インサイト

Can the ECB manage Europe's second inflation test?

While structurally better prepared than in 2022, the latest energy shock is testing the ECB’s ability to balance inflation risks with a softening growth outlook.

執筆者

    Strategist
    Strategist
    Strategist

まとめ

  1. ECB better positioned, but energy still a risk
  2. Shock transmitted via rates; markets stabilizing
  3. Diverging paths across central banks

The ECB enters the current energy shock from a position of relative strength. Inflation is close to target, policy rates are around neutral, and the labor market is cooler than during the 2022 episode. This has been reflected in a gradual cooling of wage demands prior to the jump in energy prices.

So far, inflation expectations remain relatively well anchored. Market-based measures have reacted only modestly, with the 5y5y forward rising slightly, while manufacturing selling-price expectations – although increasing – remain well below 2022 levels. We believe this suggests that, from an inflation perspective, the euro area is better positioned to absorb an energy shock than it was during the previous cycle.

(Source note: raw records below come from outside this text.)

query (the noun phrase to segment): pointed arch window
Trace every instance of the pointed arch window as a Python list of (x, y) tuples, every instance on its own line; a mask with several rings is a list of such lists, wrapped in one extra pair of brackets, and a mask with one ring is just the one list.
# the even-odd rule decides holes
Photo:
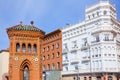
[(31, 52), (31, 44), (28, 44), (28, 52)]
[(108, 76), (108, 80), (113, 80), (112, 76)]
[(26, 45), (22, 44), (22, 52), (25, 52), (25, 51), (26, 51)]
[(24, 80), (29, 80), (29, 68), (25, 66), (24, 68)]
[(20, 52), (20, 44), (19, 43), (16, 44), (16, 52)]
[(37, 45), (34, 44), (34, 53), (36, 53), (36, 52), (37, 52)]

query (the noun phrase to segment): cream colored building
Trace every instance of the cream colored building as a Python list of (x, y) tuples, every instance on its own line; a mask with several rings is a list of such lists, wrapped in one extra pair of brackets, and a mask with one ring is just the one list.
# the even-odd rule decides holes
[(62, 30), (62, 80), (120, 80), (120, 22), (109, 0)]
[(6, 80), (8, 73), (8, 65), (9, 65), (9, 52), (8, 50), (0, 51), (0, 80)]

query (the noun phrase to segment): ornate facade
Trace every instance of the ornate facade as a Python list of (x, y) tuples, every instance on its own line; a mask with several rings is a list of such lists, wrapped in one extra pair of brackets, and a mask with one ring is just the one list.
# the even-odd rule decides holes
[[(10, 40), (9, 80), (42, 80), (42, 65), (44, 65), (42, 46), (44, 47), (45, 43), (48, 44), (45, 32), (35, 27), (31, 22), (31, 25), (20, 23), (10, 27), (7, 29), (7, 33)], [(61, 36), (60, 31), (51, 35), (54, 34), (57, 35), (57, 38)], [(57, 41), (60, 42), (61, 38), (56, 39)], [(60, 46), (58, 52), (60, 52), (59, 50), (61, 50)], [(58, 63), (61, 69), (61, 61)]]
[(116, 8), (101, 0), (85, 20), (62, 30), (63, 80), (120, 79), (120, 22)]

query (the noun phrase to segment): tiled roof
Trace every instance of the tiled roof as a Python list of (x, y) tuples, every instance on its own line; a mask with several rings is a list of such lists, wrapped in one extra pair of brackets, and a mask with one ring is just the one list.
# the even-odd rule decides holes
[[(7, 28), (7, 30), (42, 31), (33, 25), (16, 25), (16, 26), (12, 26), (10, 28)], [(44, 31), (42, 31), (42, 32), (44, 32)]]

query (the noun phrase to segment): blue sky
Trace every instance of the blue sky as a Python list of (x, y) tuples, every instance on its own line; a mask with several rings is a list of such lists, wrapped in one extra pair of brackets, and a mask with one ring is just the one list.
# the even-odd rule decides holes
[[(0, 50), (9, 47), (6, 28), (19, 24), (34, 25), (49, 33), (84, 20), (85, 8), (99, 0), (0, 0)], [(116, 5), (120, 20), (120, 0)]]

Why this shock could still be impactful

From a growth perspective, the current shock comes at a more delicate stage of the cycle. The post-Covid surge in consumer demand has faded, and early data point to modest economic momentum before the Iran war started. Higher energy prices can take a significant bite out of disposable incomes, especially for lower- and middle-income households.

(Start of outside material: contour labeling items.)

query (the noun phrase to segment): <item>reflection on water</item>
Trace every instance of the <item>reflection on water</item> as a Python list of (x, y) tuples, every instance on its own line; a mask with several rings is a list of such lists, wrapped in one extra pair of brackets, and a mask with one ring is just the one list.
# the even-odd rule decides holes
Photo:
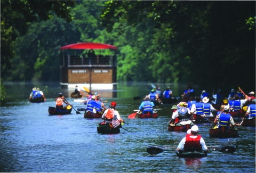
[[(171, 105), (158, 106), (162, 109), (158, 110), (156, 119), (128, 119), (142, 101), (133, 97), (148, 94), (150, 84), (124, 83), (118, 84), (116, 91), (95, 91), (101, 96), (107, 92), (117, 94), (116, 97), (102, 96), (108, 101), (105, 104), (107, 108), (113, 101), (117, 103), (116, 109), (127, 123), (123, 127), (130, 132), (121, 129), (121, 133), (116, 135), (98, 134), (97, 127), (102, 120), (85, 119), (82, 111), (76, 114), (73, 110), (69, 115), (49, 116), (48, 107), (55, 105), (54, 98), (61, 90), (58, 84), (7, 85), (11, 101), (1, 108), (0, 172), (255, 172), (255, 128), (253, 127), (237, 127), (240, 137), (219, 139), (209, 137), (209, 129), (213, 125), (197, 125), (206, 145), (235, 145), (237, 150), (233, 154), (209, 151), (208, 156), (196, 159), (179, 158), (172, 151), (148, 154), (148, 145), (176, 146), (186, 135), (186, 133), (166, 130)], [(43, 88), (46, 102), (27, 102), (35, 86)], [(179, 93), (175, 96), (181, 95), (181, 87), (173, 87), (172, 90)], [(67, 97), (75, 109), (86, 108)], [(240, 122), (241, 119), (235, 121)]]

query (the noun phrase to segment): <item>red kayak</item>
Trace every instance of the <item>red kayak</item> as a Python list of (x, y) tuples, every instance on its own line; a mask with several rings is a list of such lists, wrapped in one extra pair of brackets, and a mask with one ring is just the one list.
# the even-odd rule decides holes
[(146, 113), (141, 114), (137, 113), (137, 115), (138, 116), (138, 118), (156, 118), (158, 117), (158, 114), (157, 113), (157, 112), (153, 113), (149, 113), (149, 112), (148, 112)]
[(191, 126), (190, 125), (186, 125), (181, 126), (168, 126), (168, 131), (181, 131), (187, 132), (188, 129), (191, 128)]

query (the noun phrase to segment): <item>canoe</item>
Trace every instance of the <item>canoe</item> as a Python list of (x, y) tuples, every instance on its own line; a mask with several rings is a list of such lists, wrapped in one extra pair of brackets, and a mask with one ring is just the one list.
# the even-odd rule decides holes
[(179, 158), (203, 158), (207, 156), (207, 153), (203, 152), (176, 152), (176, 155)]
[(168, 126), (168, 131), (181, 131), (187, 132), (187, 131), (191, 129), (191, 126), (190, 125), (186, 125), (181, 126)]
[(97, 131), (101, 134), (117, 134), (120, 133), (120, 127), (118, 126), (116, 128), (110, 129), (109, 122), (106, 122), (105, 124), (99, 123), (97, 127)]
[(146, 113), (138, 113), (137, 116), (138, 118), (156, 118), (158, 117), (158, 114), (157, 112), (154, 113), (150, 113), (149, 112), (148, 112)]
[(29, 100), (29, 102), (31, 103), (41, 103), (41, 102), (44, 102), (44, 99), (43, 97), (41, 97), (39, 98), (36, 98), (34, 99), (30, 99)]
[(91, 111), (85, 112), (84, 114), (84, 118), (100, 118), (102, 116), (102, 114), (94, 113)]
[(211, 123), (214, 121), (215, 117), (202, 117), (194, 114), (190, 117), (190, 120), (196, 123)]
[(241, 126), (244, 127), (255, 127), (255, 117), (248, 117), (244, 120), (244, 121), (241, 123)]
[(70, 114), (72, 111), (71, 106), (65, 106), (63, 109), (59, 109), (55, 107), (49, 106), (48, 112), (50, 115), (66, 115)]
[(237, 129), (229, 129), (225, 127), (218, 128), (211, 128), (209, 130), (210, 137), (221, 138), (239, 137)]
[(82, 96), (82, 95), (75, 94), (75, 92), (73, 92), (70, 94), (70, 97), (71, 97), (72, 98), (81, 98)]
[(174, 97), (161, 98), (163, 104), (174, 104), (177, 102), (177, 99)]

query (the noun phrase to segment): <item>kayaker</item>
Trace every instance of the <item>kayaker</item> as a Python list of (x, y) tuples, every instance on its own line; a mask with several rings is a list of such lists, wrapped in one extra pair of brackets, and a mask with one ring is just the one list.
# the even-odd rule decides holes
[(45, 97), (44, 96), (44, 95), (43, 92), (42, 90), (40, 90), (40, 88), (37, 88), (36, 90), (37, 90), (36, 94), (36, 97), (37, 98), (42, 97), (44, 99), (44, 101), (46, 101), (46, 98), (45, 98)]
[(235, 94), (234, 96), (235, 100), (233, 102), (233, 106), (234, 109), (231, 109), (231, 111), (237, 111), (240, 110), (242, 108), (244, 104), (249, 100), (248, 98), (248, 96), (245, 95), (245, 99), (239, 100), (240, 97), (238, 94)]
[(75, 88), (75, 94), (79, 94), (81, 95), (81, 98), (83, 98), (84, 96), (84, 93), (82, 91), (81, 88), (78, 87), (77, 85), (76, 85), (76, 88)]
[(105, 110), (101, 117), (101, 119), (105, 120), (103, 123), (111, 122), (114, 128), (116, 128), (120, 125), (121, 122), (124, 122), (124, 121), (121, 118), (117, 111), (116, 110), (116, 103), (111, 102), (109, 108)]
[(213, 117), (212, 112), (216, 111), (216, 110), (212, 106), (212, 105), (209, 102), (209, 98), (205, 97), (202, 100), (203, 102), (203, 108), (204, 109), (204, 117)]
[(155, 104), (150, 101), (150, 98), (148, 96), (146, 96), (145, 101), (142, 102), (139, 107), (140, 111), (138, 113), (146, 113), (147, 112), (150, 112), (151, 113), (154, 113), (153, 106), (155, 106)]
[[(178, 107), (179, 109), (177, 111), (173, 112), (172, 119), (170, 121), (170, 125), (174, 125), (175, 126), (182, 126), (186, 125), (190, 125), (194, 126), (194, 123), (191, 120), (190, 118), (190, 111), (189, 109), (187, 108), (188, 103), (186, 102), (180, 102)], [(178, 122), (174, 122), (176, 118), (178, 118), (179, 121)]]
[(183, 151), (203, 151), (205, 153), (208, 152), (204, 139), (201, 135), (198, 135), (198, 127), (196, 125), (192, 126), (190, 134), (187, 134), (179, 144), (177, 147), (177, 151), (182, 152)]
[(64, 96), (62, 96), (62, 93), (59, 93), (59, 97), (55, 99), (56, 100), (56, 108), (63, 109), (63, 102), (65, 103), (66, 104), (68, 104), (70, 106), (72, 106), (71, 104), (67, 102), (64, 98)]
[(255, 102), (256, 99), (252, 101), (252, 104), (249, 105), (247, 108), (247, 111), (243, 118), (243, 120), (248, 117), (255, 117), (256, 116)]
[(233, 118), (228, 113), (229, 111), (229, 107), (228, 105), (224, 106), (223, 112), (217, 115), (213, 121), (214, 124), (217, 124), (213, 128), (218, 128), (221, 126), (227, 127), (228, 128), (231, 127), (234, 128), (235, 126), (240, 126), (239, 124), (235, 123)]

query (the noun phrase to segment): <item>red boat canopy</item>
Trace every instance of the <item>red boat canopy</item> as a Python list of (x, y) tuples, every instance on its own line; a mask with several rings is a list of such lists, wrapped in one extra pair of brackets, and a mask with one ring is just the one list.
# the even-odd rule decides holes
[(117, 50), (117, 47), (99, 43), (79, 43), (61, 47), (60, 50)]

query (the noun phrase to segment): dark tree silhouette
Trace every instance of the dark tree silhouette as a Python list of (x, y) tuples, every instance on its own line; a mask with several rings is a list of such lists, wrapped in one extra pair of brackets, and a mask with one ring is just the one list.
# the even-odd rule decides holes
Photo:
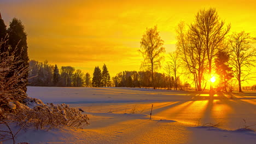
[(87, 73), (85, 76), (85, 87), (89, 87), (91, 86), (91, 76), (90, 76), (90, 74)]
[(102, 86), (102, 76), (101, 70), (98, 67), (95, 67), (94, 71), (94, 76), (92, 77), (92, 86), (100, 87)]
[(58, 67), (57, 65), (55, 64), (54, 67), (54, 72), (53, 72), (53, 84), (55, 86), (57, 86), (59, 82), (60, 81), (60, 73), (59, 71)]
[(219, 51), (217, 55), (214, 63), (216, 73), (219, 75), (219, 87), (224, 87), (227, 92), (227, 83), (232, 77), (232, 68), (229, 67), (228, 62), (229, 55), (227, 52)]
[[(179, 56), (177, 51), (171, 53), (169, 53), (168, 55), (168, 61), (167, 62), (169, 68), (170, 69), (170, 72), (174, 76), (175, 80), (175, 88), (176, 91), (177, 89), (177, 79), (180, 76), (178, 73), (179, 69), (181, 67), (181, 63), (179, 59)], [(171, 85), (171, 84), (170, 84)]]
[(61, 77), (62, 79), (64, 86), (71, 87), (75, 69), (71, 66), (67, 66), (61, 67)]
[(110, 83), (110, 79), (109, 73), (108, 73), (108, 68), (107, 68), (107, 65), (106, 65), (105, 64), (104, 64), (102, 67), (102, 80), (103, 87), (109, 86), (109, 83)]
[(84, 73), (80, 69), (75, 70), (73, 75), (73, 87), (82, 87), (84, 85), (83, 76)]
[(234, 32), (229, 38), (230, 47), (231, 51), (231, 65), (234, 70), (234, 75), (238, 81), (239, 92), (242, 92), (241, 81), (250, 79), (252, 74), (251, 67), (254, 67), (256, 49), (251, 44), (253, 38), (249, 33), (244, 31)]
[(161, 39), (157, 26), (147, 28), (141, 41), (141, 48), (139, 50), (144, 58), (143, 67), (146, 67), (151, 71), (152, 85), (154, 89), (154, 70), (161, 67), (161, 61), (164, 59), (161, 53), (165, 52), (163, 47), (164, 40)]
[(206, 69), (206, 50), (203, 46), (200, 33), (191, 29), (191, 27), (186, 31), (184, 26), (182, 22), (178, 25), (178, 50), (181, 53), (181, 58), (185, 62), (185, 68), (189, 73), (193, 75), (196, 90), (201, 91)]
[[(15, 61), (17, 62), (16, 67), (12, 69), (8, 76), (11, 76), (15, 71), (19, 71), (21, 68), (27, 68), (25, 69), (27, 70), (25, 72), (26, 74), (21, 77), (20, 82), (18, 83), (27, 85), (29, 59), (27, 55), (27, 34), (21, 21), (14, 18), (10, 22), (7, 32), (9, 35), (8, 44), (10, 47), (9, 52), (14, 53)], [(21, 90), (22, 91), (21, 93), (26, 95), (27, 87), (24, 87)]]
[[(0, 14), (1, 15), (1, 14)], [(7, 31), (6, 29), (5, 24), (3, 19), (0, 18), (0, 41), (2, 41), (1, 46), (0, 47), (0, 53), (2, 53), (7, 51), (8, 45), (6, 43), (4, 43), (7, 39)], [(4, 56), (3, 55), (2, 57)]]
[[(190, 26), (190, 29), (199, 36), (200, 40), (206, 49), (208, 63), (208, 76), (211, 77), (213, 58), (218, 50), (222, 46), (223, 40), (230, 29), (230, 25), (224, 29), (225, 22), (220, 20), (214, 8), (201, 10), (195, 17), (195, 23)], [(213, 91), (212, 82), (210, 83), (210, 91)]]

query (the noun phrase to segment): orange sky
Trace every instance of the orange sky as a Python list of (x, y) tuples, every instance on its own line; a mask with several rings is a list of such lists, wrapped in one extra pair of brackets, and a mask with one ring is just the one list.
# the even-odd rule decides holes
[(27, 33), (31, 59), (71, 65), (92, 74), (105, 63), (111, 76), (139, 70), (138, 52), (147, 27), (158, 26), (168, 52), (175, 49), (175, 28), (190, 23), (199, 9), (216, 8), (231, 31), (256, 35), (255, 1), (1, 0), (7, 25), (21, 20)]

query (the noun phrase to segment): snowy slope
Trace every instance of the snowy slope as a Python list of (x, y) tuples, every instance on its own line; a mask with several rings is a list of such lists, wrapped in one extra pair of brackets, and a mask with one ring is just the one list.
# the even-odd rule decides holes
[[(256, 143), (255, 132), (236, 130), (256, 124), (255, 93), (218, 93), (209, 99), (205, 93), (144, 88), (28, 87), (27, 94), (81, 108), (91, 124), (84, 129), (30, 129), (19, 133), (19, 142)], [(210, 123), (219, 124), (201, 127)]]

So far, inflation expectations remain relatively well anchored

An analysis of previous energy price shocks, published by ECB staff, suggests that a 10% energy price shock could reduce consumer spending on essential items for these households by circa 0.4 percentage points. Business sentiment is probably also not immune to energy price shocks. Past experience suggests a negative impact on business fixed investment of circa 1.5 percentage points spread over a two-year period.

Figure 1 – Expected impact from 10% energy price shock on Eurozone growth (percentage point change from baseline)

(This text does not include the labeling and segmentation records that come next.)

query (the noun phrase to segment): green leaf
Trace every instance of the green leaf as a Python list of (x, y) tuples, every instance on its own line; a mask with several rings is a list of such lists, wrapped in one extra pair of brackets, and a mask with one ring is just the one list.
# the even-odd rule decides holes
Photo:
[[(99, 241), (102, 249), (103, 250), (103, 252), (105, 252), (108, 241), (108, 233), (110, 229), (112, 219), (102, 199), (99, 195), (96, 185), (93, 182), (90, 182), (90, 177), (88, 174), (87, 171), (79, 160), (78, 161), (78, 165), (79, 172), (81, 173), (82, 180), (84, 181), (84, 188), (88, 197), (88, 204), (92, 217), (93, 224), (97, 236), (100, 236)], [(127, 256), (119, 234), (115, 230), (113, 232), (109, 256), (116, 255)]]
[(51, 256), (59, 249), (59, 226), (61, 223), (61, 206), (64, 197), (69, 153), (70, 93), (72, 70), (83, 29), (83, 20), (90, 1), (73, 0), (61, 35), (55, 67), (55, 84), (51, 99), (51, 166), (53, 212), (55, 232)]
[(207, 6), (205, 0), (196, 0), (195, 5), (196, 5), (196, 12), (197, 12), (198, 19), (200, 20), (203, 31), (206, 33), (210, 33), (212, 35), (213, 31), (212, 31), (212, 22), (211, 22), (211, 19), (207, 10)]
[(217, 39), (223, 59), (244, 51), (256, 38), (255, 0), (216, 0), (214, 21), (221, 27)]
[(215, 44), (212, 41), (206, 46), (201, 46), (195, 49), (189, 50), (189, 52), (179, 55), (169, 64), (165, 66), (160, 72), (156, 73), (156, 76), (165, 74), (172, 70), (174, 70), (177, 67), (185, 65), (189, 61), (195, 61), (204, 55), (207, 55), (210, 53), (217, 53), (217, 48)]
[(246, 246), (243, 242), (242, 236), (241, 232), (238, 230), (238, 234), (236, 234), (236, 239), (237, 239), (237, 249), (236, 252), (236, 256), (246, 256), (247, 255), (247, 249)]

Source: Bloomberg, Robeco, 11 April 2026

The growth impulse from additional fiscal spending to support European defense and German infrastructure thus appears to come at a good moment. It should at least help to prevent a scenario in which growth falls below 0.5%, while the consensus growth expectation for 2026 was 1.2% at the start of the year.

Energy prices remain the key uncertainty, with Brent for December currently hovering around USD 85 per barrel. A sustained period at these levels risks feeding into inflation expectations and firms’ pricing behavior, particularly as the ECB continues to monitor wage dynamics and supply-side pressures.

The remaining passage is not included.